Selon l’experte, des criminels font de la collecte de données dans les commerces un peu partout au Québec et le territoire de l’agglomération de Longueuil n’y échappe pas. Pour ces gens, la fraude est un travail à temps plein, selon la policière.

Un jeu dangereux

Le SPAL tient à décourager les jeunes de s’embarquer dans cette roue sans fin, en plus de prévenir les citoyens des multiples méthodes utilisées par les fraudeurs.

«Sachez dire non aux criminels parce que le jeu n’en vaut pas la chandelle, les jeunes!, insiste Cécile Lefebvre.
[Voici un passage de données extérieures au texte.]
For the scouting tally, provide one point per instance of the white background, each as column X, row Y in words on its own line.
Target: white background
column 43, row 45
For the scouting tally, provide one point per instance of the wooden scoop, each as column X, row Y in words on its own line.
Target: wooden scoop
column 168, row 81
Les procédures judiciaires peuvent être longues, pénibles et coûteuses.»

«Même si les jeunes prétendent à la police avoir perdu leur carte lorsqu’ils se font prendre, en général, on le sait déjà s’ils étaient complices ou non d’un criminel. On le sait, il les attend pas loin du poste après leur interrogatoire.»
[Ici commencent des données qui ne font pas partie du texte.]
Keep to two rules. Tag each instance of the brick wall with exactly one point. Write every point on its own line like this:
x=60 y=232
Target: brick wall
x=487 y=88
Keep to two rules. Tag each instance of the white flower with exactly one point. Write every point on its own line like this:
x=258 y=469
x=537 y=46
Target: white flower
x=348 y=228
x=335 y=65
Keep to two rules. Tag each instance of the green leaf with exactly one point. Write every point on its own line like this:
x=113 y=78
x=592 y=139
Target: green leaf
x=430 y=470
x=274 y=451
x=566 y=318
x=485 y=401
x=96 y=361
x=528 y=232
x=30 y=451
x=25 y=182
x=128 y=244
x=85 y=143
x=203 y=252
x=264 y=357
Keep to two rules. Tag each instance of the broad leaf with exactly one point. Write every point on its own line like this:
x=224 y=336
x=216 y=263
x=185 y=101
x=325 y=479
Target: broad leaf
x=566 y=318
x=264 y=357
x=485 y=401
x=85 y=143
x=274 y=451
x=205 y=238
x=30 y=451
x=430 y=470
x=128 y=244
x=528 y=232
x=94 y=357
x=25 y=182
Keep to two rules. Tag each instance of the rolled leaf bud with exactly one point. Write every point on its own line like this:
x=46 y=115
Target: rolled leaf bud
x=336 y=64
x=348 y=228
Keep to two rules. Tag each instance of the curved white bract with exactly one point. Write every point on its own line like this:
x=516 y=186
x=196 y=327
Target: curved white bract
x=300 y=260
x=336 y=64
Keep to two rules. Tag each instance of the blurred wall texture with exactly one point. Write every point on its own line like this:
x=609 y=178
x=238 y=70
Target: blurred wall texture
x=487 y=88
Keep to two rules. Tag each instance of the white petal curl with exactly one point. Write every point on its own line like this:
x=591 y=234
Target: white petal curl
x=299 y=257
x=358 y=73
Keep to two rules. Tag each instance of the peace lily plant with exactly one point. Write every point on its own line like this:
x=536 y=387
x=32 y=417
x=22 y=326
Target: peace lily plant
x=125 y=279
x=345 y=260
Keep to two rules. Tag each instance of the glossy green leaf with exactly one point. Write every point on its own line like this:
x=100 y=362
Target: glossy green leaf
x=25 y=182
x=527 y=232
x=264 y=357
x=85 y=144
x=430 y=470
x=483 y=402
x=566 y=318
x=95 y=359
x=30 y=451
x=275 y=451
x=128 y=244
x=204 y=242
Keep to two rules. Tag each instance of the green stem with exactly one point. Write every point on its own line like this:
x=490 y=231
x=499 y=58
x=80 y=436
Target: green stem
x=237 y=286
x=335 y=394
Une fois démasquées, les marionnettes de ces escrocs font face à d’énormes conséquences, qu’elles soient mineures ou non: casier judiciaire, interdiction de sortir du pays, difficulté à se trouver un emploi, etc. Car pour la plupart, le droit d’ouvrir un compte bancaire sera révoqué.

«C’est aussi un minimum de sept ans avant de pouvoir faire une demande de pardon, précise la sergente-détective. Essaie d’expliquer à un employeur qu’il doit déposer ton chèque de paie dans le compte de tes parents!»
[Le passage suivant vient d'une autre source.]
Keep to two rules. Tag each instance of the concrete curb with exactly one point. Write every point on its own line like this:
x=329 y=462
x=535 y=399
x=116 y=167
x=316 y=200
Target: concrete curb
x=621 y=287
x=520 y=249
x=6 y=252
Un dernier conseil de la policière s’adresse aux parents de ces jeunes, qui pourraient devenir de potentiels complices.

«Ne prenez pas le rôle de parent à la légère. Assoyez-vous avec votre enfant pour vérifier ses transactions de temps à autres pour voir si tout est normal.»

Conseils de sécurité

  • Faites preuve de vigilance avec tout ce qui a trait aux cartes de crédit, cellulaires, changements d’adresse virtuels et achats en ligne.
  • Soyez particulièrement vigilants lorsque vous composez votre NIP.
  • Glissez vous-même votre carte lors d’une transaction et ne la perdez jamais de vue.
  • Assurez-vous que personne ne vous regarde lorsque vous entrez votre NIP dans le terminal, y compris le commis.
  • Soyez prudents dans votre utilisation des applications qui vous permettent d’effectuer des transactions à partir de votre cellulaire. Certaines données non sécurisées peuvent parfois être subtilisées par des hackers, notamment dans des endroits publics.
  • Utilisez avec prudence la carte débit de votre institution bancaire. Ces cartes peuvent être clonées et ainsi permettre aux fraudeurs d’avoir accès à votre compte et d’effectuer des retraits à votre insu.
  • Ne gardez par sur vous votre carte d’assurance sociale. Conservez-là plutôt en sécurité à la maison, à l’abri des regards indiscrets.
  • Gardez votre portefeuille hors de portée des voleurs à la tire (pick pocket) lors de vos déplacements.
  • N’effectuez jamais de transfert électronique avec des gens qui ne sont pas de votre entourage.
  • Évitez de faire des transactions électroniques lorsque vous utilisez un réseau Wi-Fi public.
  • Ne gardez jamais de photo de permis de conduire ou de carte d’assurance maladie dans votre cellulaire.
  • Pour savoir si vous vous êtes fait voler votre identité, contactez Équifax ou le bureau de crédit pour connaître l’état de votre crédit. Parfois, aucun signe n’est apparent pendant des mois. Les fraudeurs accumulent des données sur de longues périodes avant de s’en servir.